This is the mail archive of the
gcc@gcc.gnu.org
mailing list for the GCC project.
Re: Register Pressure in Instruction Level Parallelism
- From: Vladimir Makarov <vmakarov at redhat dot com>
- To: reply at meinersbur dot de
- Cc: gcc at gcc dot gnu dot org
- Date: Mon, 29 Jun 2009 12:25:43 -0400
- Subject: Re: Register Pressure in Instruction Level Parallelism
- References: <4A47462E.1080402@uni-paderborn.de>
Michael Kruse wrote:
Hello GCC developers,
I am going to write a Master's Thesis about instruction scheduling
based on the technique presented in [1]. This will also include a
implementation.
The basic idea is to have an additional pass on the data dependency
graph before instruction scheduling and register allocation takes
place. It estimates the minimal (register sufficiency) and maximal
number of registers (register saturation) required by schedules based
on that graph.
If the register sufficiency is higher than the physical number of
registers, spill code is added to the graph.

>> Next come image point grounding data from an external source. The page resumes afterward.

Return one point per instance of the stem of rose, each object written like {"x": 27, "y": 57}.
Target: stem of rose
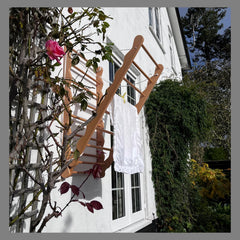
{"x": 75, "y": 194}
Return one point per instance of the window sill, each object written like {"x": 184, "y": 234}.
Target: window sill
{"x": 157, "y": 39}
{"x": 135, "y": 226}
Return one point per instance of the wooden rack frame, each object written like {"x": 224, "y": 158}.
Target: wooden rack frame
{"x": 97, "y": 123}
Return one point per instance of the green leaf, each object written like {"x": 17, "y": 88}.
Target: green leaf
{"x": 84, "y": 105}
{"x": 76, "y": 154}
{"x": 75, "y": 60}
{"x": 89, "y": 63}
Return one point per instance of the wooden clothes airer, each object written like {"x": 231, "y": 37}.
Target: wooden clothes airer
{"x": 97, "y": 125}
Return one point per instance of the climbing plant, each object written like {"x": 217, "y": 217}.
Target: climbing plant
{"x": 176, "y": 115}
{"x": 38, "y": 39}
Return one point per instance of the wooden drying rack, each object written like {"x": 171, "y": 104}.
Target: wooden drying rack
{"x": 97, "y": 123}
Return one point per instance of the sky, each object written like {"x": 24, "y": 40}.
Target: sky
{"x": 226, "y": 21}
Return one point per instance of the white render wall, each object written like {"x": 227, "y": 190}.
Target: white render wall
{"x": 126, "y": 24}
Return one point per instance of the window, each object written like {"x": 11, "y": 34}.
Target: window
{"x": 113, "y": 67}
{"x": 131, "y": 92}
{"x": 136, "y": 192}
{"x": 118, "y": 195}
{"x": 172, "y": 55}
{"x": 126, "y": 189}
{"x": 155, "y": 24}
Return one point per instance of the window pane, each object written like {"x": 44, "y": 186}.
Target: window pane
{"x": 114, "y": 183}
{"x": 121, "y": 204}
{"x": 131, "y": 93}
{"x": 133, "y": 200}
{"x": 138, "y": 202}
{"x": 114, "y": 204}
{"x": 120, "y": 180}
{"x": 157, "y": 22}
{"x": 150, "y": 16}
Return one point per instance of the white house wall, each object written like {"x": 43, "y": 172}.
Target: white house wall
{"x": 127, "y": 23}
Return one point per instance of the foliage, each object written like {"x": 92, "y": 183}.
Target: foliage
{"x": 210, "y": 199}
{"x": 211, "y": 183}
{"x": 217, "y": 153}
{"x": 31, "y": 68}
{"x": 201, "y": 26}
{"x": 213, "y": 82}
{"x": 176, "y": 115}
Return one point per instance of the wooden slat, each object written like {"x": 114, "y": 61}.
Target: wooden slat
{"x": 149, "y": 55}
{"x": 98, "y": 147}
{"x": 121, "y": 72}
{"x": 80, "y": 70}
{"x": 142, "y": 72}
{"x": 133, "y": 86}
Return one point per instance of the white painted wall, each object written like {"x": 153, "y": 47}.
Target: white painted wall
{"x": 126, "y": 24}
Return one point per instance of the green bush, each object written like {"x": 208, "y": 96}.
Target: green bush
{"x": 176, "y": 115}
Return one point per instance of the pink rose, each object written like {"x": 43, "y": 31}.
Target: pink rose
{"x": 54, "y": 51}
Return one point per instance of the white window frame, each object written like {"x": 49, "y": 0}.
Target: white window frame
{"x": 172, "y": 51}
{"x": 155, "y": 25}
{"x": 130, "y": 217}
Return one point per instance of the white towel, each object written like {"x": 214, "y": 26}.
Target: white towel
{"x": 127, "y": 145}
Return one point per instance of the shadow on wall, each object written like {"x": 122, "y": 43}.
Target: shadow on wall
{"x": 67, "y": 223}
{"x": 91, "y": 189}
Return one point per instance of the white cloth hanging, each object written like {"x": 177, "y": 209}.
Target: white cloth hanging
{"x": 127, "y": 145}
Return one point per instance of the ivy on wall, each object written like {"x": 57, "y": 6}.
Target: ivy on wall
{"x": 176, "y": 115}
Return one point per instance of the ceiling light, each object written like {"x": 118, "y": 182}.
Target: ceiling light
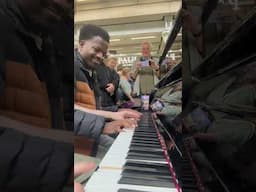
{"x": 113, "y": 40}
{"x": 146, "y": 37}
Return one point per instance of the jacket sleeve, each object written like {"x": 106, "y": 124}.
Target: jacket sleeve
{"x": 30, "y": 163}
{"x": 88, "y": 124}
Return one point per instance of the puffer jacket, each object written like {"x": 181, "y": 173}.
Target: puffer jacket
{"x": 30, "y": 163}
{"x": 29, "y": 76}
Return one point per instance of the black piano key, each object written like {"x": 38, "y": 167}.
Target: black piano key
{"x": 150, "y": 177}
{"x": 141, "y": 149}
{"x": 133, "y": 144}
{"x": 146, "y": 182}
{"x": 129, "y": 190}
{"x": 145, "y": 173}
{"x": 145, "y": 158}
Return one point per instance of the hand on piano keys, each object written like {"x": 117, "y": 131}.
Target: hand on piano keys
{"x": 79, "y": 169}
{"x": 129, "y": 113}
{"x": 118, "y": 125}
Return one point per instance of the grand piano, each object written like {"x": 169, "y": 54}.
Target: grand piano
{"x": 159, "y": 156}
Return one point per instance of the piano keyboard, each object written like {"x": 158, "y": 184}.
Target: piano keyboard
{"x": 136, "y": 162}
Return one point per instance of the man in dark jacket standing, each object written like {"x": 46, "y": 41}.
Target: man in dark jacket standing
{"x": 93, "y": 45}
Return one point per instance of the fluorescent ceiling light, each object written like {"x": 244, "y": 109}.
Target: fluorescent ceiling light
{"x": 176, "y": 50}
{"x": 112, "y": 40}
{"x": 146, "y": 37}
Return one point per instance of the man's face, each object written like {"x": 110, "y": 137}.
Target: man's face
{"x": 112, "y": 63}
{"x": 45, "y": 12}
{"x": 93, "y": 51}
{"x": 146, "y": 50}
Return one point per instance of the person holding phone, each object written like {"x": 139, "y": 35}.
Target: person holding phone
{"x": 145, "y": 71}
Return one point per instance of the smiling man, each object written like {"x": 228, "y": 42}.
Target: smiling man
{"x": 30, "y": 92}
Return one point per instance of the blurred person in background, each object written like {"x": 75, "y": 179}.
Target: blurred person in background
{"x": 145, "y": 71}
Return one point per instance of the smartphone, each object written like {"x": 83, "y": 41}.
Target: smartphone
{"x": 145, "y": 63}
{"x": 157, "y": 106}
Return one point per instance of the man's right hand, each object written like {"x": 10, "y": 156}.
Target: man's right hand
{"x": 118, "y": 125}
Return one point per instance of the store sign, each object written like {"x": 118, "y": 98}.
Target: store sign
{"x": 127, "y": 60}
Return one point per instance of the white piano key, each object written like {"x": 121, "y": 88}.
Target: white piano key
{"x": 115, "y": 157}
{"x": 107, "y": 180}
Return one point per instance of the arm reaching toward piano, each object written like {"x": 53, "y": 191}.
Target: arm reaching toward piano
{"x": 119, "y": 115}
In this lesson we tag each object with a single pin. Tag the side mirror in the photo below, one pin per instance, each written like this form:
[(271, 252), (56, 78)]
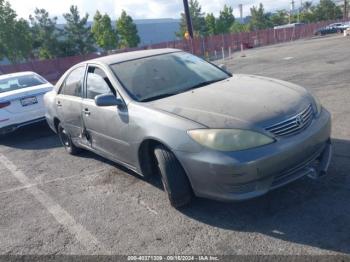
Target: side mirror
[(223, 67), (108, 100)]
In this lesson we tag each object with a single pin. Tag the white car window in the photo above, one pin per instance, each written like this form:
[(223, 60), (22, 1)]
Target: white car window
[(19, 82)]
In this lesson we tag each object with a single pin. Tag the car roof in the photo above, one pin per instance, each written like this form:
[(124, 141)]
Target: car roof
[(16, 74), (127, 56)]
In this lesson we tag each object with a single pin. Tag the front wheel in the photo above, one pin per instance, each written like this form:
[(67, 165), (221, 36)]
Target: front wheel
[(67, 141), (174, 178)]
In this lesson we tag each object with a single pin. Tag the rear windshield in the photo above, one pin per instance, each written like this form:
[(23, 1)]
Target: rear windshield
[(19, 82)]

For me, that is the most interesting part, unfortunately Touti (as I
remember) in his thesis say practically nothing about this.
If the register saturation is higher than the physical number of
registers, artificial dependencies are added to the graph, such that
the instruction scheduler is forced to generate a schedule with less
registers.
The aim is that the instruction scheduler can focus on the optimal
arrangement of instructions to exploit a maximal amount of instruction
level parallelism. [1] also suggests heuristics for all these
problems. According to the author, these are "nearly optimal" in
practice. The heuristics for estimating register sufficiency and
saturation are both optimistic, meaning that it might still be
necessary to add more spill code to the final code. Hence, this this
technique is just an optimization pass and doesn't replace existing
register allocation or instruction scheduling passes.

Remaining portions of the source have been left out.